Document Selection
There is a webpage created which has ten
documents created in it. So when the user clicks on any of the
documents, the documents' content will be shown in a text area
beside the documents and he can select the documents he wishes
to. There are twenty query words along with 10 weights associated
with them. So the user can choose their query words along with
weights.
For the model that we have used, each document
and the query are treated as vectors. And we have calculated
the distance using Cosine Measure and Euclidean Distance. First
the frequency of each term is found and then the document vectors
are normalized using the below formula:
vector
= ( term k frequency ) / sqrt [ ( term 1 freq )2
+ ( term 2 freq )2 +......+ ( term n freq )2
]
Similarly all the other co-ordinates of the document vector
and query are calculated.
We wrote functions which calculate the frequency
of the query words in every document. Based on this frequency,
it calculates the vector values.
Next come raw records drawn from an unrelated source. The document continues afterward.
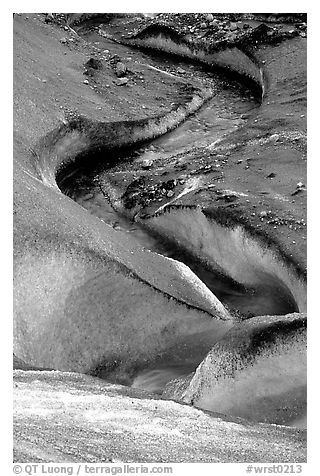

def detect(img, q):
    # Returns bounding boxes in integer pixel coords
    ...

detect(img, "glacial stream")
[57,48,302,408]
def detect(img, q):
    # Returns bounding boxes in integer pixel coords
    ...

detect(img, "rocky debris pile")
[125,13,306,48]
[121,175,182,209]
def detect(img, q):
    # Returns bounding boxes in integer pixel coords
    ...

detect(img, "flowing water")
[58,49,301,426]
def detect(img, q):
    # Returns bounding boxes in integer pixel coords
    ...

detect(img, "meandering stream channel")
[57,45,298,402]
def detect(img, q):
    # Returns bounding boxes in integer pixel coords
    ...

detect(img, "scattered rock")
[44,13,54,23]
[229,23,239,31]
[116,78,129,86]
[115,61,127,78]
[85,58,103,70]
[141,159,152,169]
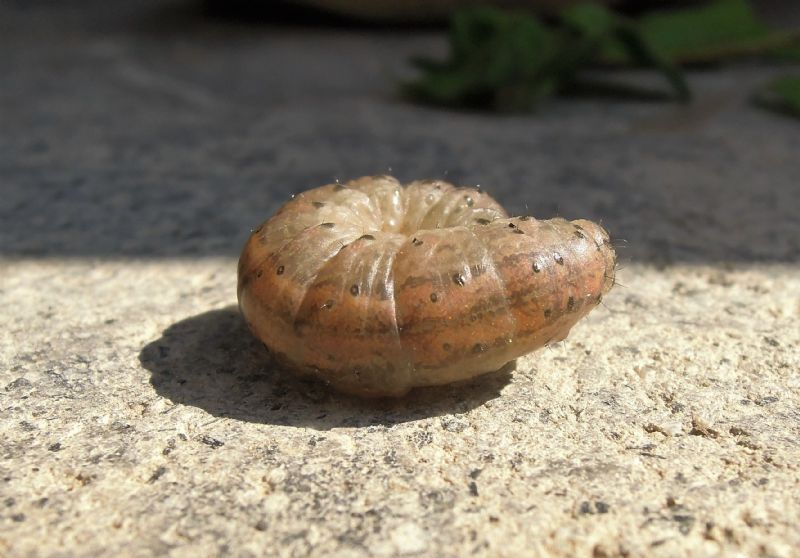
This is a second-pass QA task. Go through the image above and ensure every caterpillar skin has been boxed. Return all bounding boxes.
[238,176,616,397]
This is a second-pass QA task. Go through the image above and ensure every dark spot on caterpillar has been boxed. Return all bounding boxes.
[472,343,486,354]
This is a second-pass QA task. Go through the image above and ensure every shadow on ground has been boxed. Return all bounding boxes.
[139,306,513,430]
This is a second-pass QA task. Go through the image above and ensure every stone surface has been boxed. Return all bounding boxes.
[0,2,800,557]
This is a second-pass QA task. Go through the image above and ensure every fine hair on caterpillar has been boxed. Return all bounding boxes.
[238,176,616,397]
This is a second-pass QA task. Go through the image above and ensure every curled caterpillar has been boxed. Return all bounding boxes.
[238,176,616,397]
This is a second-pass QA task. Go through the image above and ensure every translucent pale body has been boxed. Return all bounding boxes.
[238,176,616,397]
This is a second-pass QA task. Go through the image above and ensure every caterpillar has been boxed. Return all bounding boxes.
[237,176,616,397]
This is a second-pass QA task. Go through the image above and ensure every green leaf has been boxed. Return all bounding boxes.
[603,0,800,64]
[403,3,688,111]
[755,75,800,118]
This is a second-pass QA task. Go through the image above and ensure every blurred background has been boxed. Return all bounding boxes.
[0,0,800,265]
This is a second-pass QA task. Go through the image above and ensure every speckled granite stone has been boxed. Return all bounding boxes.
[0,1,800,557]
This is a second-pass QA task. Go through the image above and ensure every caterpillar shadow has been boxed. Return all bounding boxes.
[139,306,514,430]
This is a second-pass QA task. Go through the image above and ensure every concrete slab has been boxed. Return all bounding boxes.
[0,2,800,557]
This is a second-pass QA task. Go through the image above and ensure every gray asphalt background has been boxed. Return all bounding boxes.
[0,0,800,557]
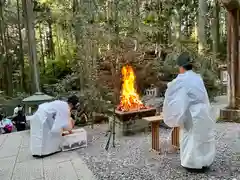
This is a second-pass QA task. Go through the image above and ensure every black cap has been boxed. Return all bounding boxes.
[67,95,79,109]
[177,52,192,67]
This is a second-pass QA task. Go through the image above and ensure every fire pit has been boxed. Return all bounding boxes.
[112,65,156,133]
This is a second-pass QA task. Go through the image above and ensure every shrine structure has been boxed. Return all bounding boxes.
[220,0,240,122]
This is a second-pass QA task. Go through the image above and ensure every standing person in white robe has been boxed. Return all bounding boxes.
[163,53,216,172]
[30,95,79,157]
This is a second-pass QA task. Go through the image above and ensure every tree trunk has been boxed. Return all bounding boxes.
[39,23,45,74]
[17,0,26,91]
[198,0,208,54]
[212,0,220,57]
[23,0,40,92]
[5,27,13,97]
[0,0,7,90]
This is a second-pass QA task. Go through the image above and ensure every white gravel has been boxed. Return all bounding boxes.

The logic used in the function
to calculate how many times the terms in the query are present
in the documents is as follows: The query words are searched
in the documents and if they match then the counter is incremented
(substr function is used for this purpose). So, like this, there
are 20 functions (for 20 query words) to check in the documents
and 20 functions (for 20 query words) to check in the query
as the query is also treated as a document. However, in the
functions for the query, the logic is different. In this case,
we just have to see if the query word is the same and if it
is, then consider the weight that the user chooses and assign
the frequency accordingly.
Then based on these frequencies, the vector
values are calculated using the formula mentioned above as an
array. Then these document and query vectors are passed to the
FastMap algorithm part to get the positioning numbers.